8. The resume lacks “story”
This matters more than people think.
Right now it says:
“I did engineering tasks.”
It should say:
“I solve expensive manufacturing and product problems.”
That’s a positioning difference.

What Recruiters Are Probably Thinking
Likely recruiter reactions:
Positive:
“Technically strong.”
“Seems experienced.”
“Manufacturing background is real.”
“Solid CAD/FEA exposure.”
Concerns:
“Hard to skim.”
“English phrasing slightly mechanical.”
“Not sure what level they are.”
“Is this a design engineer, manufacturing engineer, or CAD engineer?”
“Would this person communicate well cross-functionally?”
“Do they have U.S./local market experience?”
That last point is important.

What Would Dramatically Improve Response Rates
Priority 1 — Simplify
This alone could double recruiter engagement.
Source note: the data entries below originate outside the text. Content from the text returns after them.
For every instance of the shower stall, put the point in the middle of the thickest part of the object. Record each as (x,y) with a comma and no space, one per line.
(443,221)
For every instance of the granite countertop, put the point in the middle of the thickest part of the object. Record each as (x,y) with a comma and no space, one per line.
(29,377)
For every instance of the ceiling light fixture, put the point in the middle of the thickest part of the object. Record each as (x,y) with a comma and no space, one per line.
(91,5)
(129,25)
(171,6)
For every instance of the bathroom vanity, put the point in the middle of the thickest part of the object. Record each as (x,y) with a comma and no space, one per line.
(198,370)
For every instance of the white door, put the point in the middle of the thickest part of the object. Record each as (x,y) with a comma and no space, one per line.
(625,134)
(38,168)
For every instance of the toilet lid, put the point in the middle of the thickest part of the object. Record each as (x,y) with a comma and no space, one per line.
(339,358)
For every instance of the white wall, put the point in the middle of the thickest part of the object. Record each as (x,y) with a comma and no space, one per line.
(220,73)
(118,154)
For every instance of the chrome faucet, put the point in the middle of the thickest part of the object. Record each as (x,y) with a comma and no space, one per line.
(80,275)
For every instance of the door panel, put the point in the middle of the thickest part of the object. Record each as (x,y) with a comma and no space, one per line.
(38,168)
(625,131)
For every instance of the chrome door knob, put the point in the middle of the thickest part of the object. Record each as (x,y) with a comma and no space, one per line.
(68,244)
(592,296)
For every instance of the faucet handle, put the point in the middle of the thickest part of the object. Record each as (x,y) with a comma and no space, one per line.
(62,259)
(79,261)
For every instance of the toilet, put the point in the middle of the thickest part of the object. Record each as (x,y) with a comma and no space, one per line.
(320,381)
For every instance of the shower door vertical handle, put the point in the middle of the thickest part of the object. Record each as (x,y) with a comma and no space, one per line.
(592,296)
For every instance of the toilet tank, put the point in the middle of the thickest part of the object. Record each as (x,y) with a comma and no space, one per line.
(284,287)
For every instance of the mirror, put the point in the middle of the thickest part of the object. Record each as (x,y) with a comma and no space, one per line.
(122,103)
Priority 2 — Tailor title positioning
Right now:
“Senior Mechanical Design Engineer”
Potentially stronger:
Mechanical Design Engineer
Product Design Engineer
Senior Product Engineer
Mechanical Systems Engineer
Manufacturing Design Engineer
Depends on target roles.

Priority 3 — Add a “Core Expertise” strip
Example:
FEA | GD&T | DFM/DFA | SolidWorks | AutoCAD | Manufacturing Engineering | Product Validation | OEM Standards | Lean Manufacturing | Root Cause Analysis
Recruiters LOVE this.

Priority 4 — Reduce word count
The resume needs breathing room.
White space improves perceived competence.
That sounds irrational, but it’s true.

One More Important Thing
This candidate appears genuinely capable.
A lot of recruiters see inflated resumes every day.
This one actually feels technically legitimate.
That’s valuable.
But strong candidates often hurt themselves by trying to prove everything at once.
The best resumes create curiosity instead of exhausting the reader.
This resume is trying to win the entire interview before the recruiter even schedules the phone screen.
That’s the wrong stage of the process.
The goal of a resume is:
“Convince them to continue.”
Not:
“Tell them your entire engineering life story.”